Isso constitui uma desculpa? Ao
contrário, aos meus olhos (e aos de Arendt também, acredito), a banalidade do
assassino constitui uma agravante.
O vizinho alega as ordens, a ordem ou a
fidelidade a qualquer grupo que seja, tudo porque quer parar de pensar: essa é
sua culpa original e mais grave, graças à qual ele se torna capaz de agir como
se não existissem considerações morais. De fato, ele quis sobretudo deixar de
dialogar com sua consciência.
Talvez em 2015 eu publique minha tese.
Fiquei a fim de explicar este fato um pouco assustador: há algo na dinâmica de
nossa subjetividade normal que faz com que parar de pensar seja uma tentação
constante, como se qualquer desculpa (ideológica, por exemplo) fosse boa para
fugir da solidão, que é a condição do diálogo moral de cada um com sua
consciência.
O coletivo (a nação, o partido, o
sindicato, a torcida, a gangue, o grupo adolescente de amigos, a própria
família) não oferece apenas ideologias e desculpas: ele fornece uma função para
cada um de seus membros. Com isso, não preciso pensar para decidir minha vida
–preciso apenas preencher minha função. É bom o que é funcional ao grupo -ruim,
o que não é.
Qualquer crepúsculo do indivíduo é um
crepúsculo da moral. Pensemos nisso, por favor, quando torcemos, agitamos
bandeiras ou falamos, misteriosamente, na primeira do plural.
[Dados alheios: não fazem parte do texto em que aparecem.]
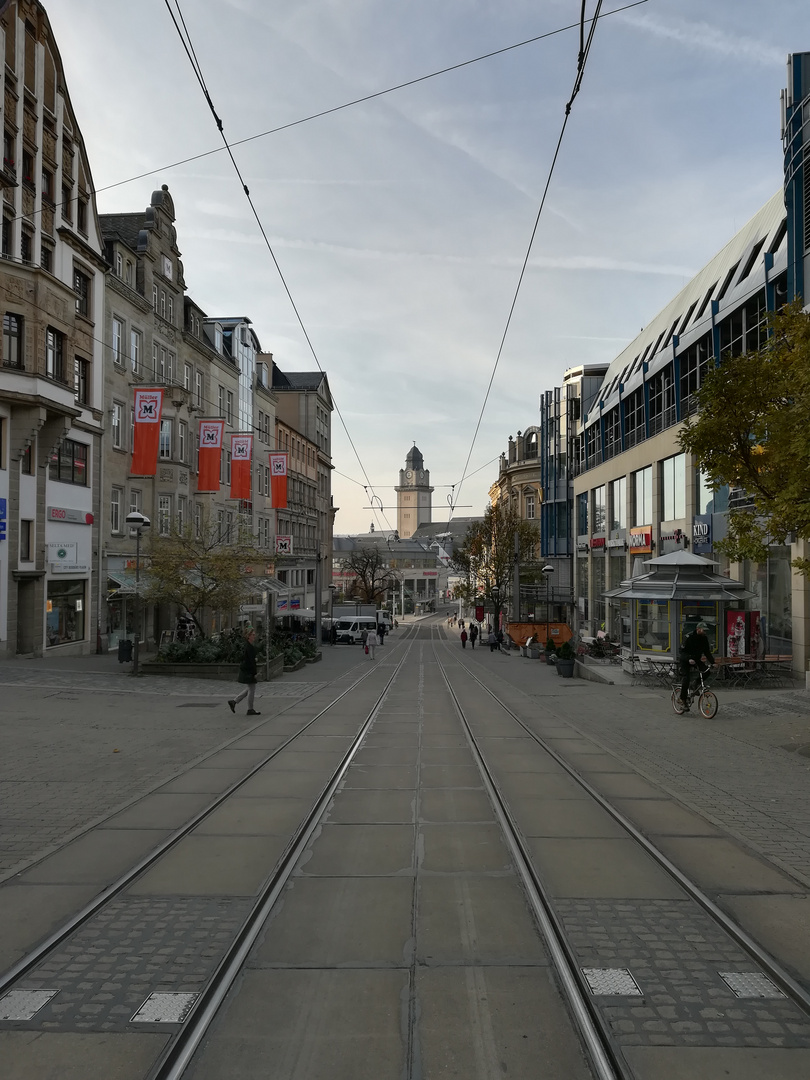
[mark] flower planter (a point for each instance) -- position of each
(565, 667)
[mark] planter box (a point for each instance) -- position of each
(226, 673)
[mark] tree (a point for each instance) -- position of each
(753, 432)
(486, 557)
(200, 571)
(373, 577)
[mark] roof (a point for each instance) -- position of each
(729, 277)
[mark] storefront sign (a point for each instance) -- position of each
(64, 553)
(640, 540)
(701, 534)
(68, 514)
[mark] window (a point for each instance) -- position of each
(69, 463)
(12, 340)
(165, 440)
(598, 509)
(117, 424)
(81, 380)
(26, 540)
(618, 503)
(164, 514)
(643, 496)
(81, 287)
(135, 351)
(673, 487)
(118, 341)
(54, 361)
(117, 498)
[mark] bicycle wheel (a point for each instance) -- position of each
(707, 704)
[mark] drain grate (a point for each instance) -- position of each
(24, 1004)
(161, 1008)
(611, 982)
(751, 984)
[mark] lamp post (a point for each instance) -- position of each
(548, 570)
(138, 522)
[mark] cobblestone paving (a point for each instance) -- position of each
(136, 946)
(733, 769)
(675, 954)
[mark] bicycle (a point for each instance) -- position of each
(706, 698)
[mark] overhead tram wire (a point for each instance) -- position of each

Minha tese tinha o título “A Paixão de
Ser Instrumento”. Ela perguntava: por que a ideia de se transformar em
instrumento (abdicando a subjetividade da gente) teve e continua tendo tamanho
sucesso?
Para qual razão psíquica fundamental
teríamos todos uma predisposição a sermos seres estúpida e covardemente coletivos?
Por que preferiríamos ser funcionários do horror a conviver com as incertezas
cotidianas do juízo moral? A resposta não cabe aqui. Mas a questão não
envelheceu."
Um trecho importante: "Nota: a palavra “holocausto” evoca para mim um sacrifício, como se as mortes pudessem ser algum tipo de expiação; por isso, prefiro a palavra genocídio, que diz a verdade sobre a intenção dos assassinos."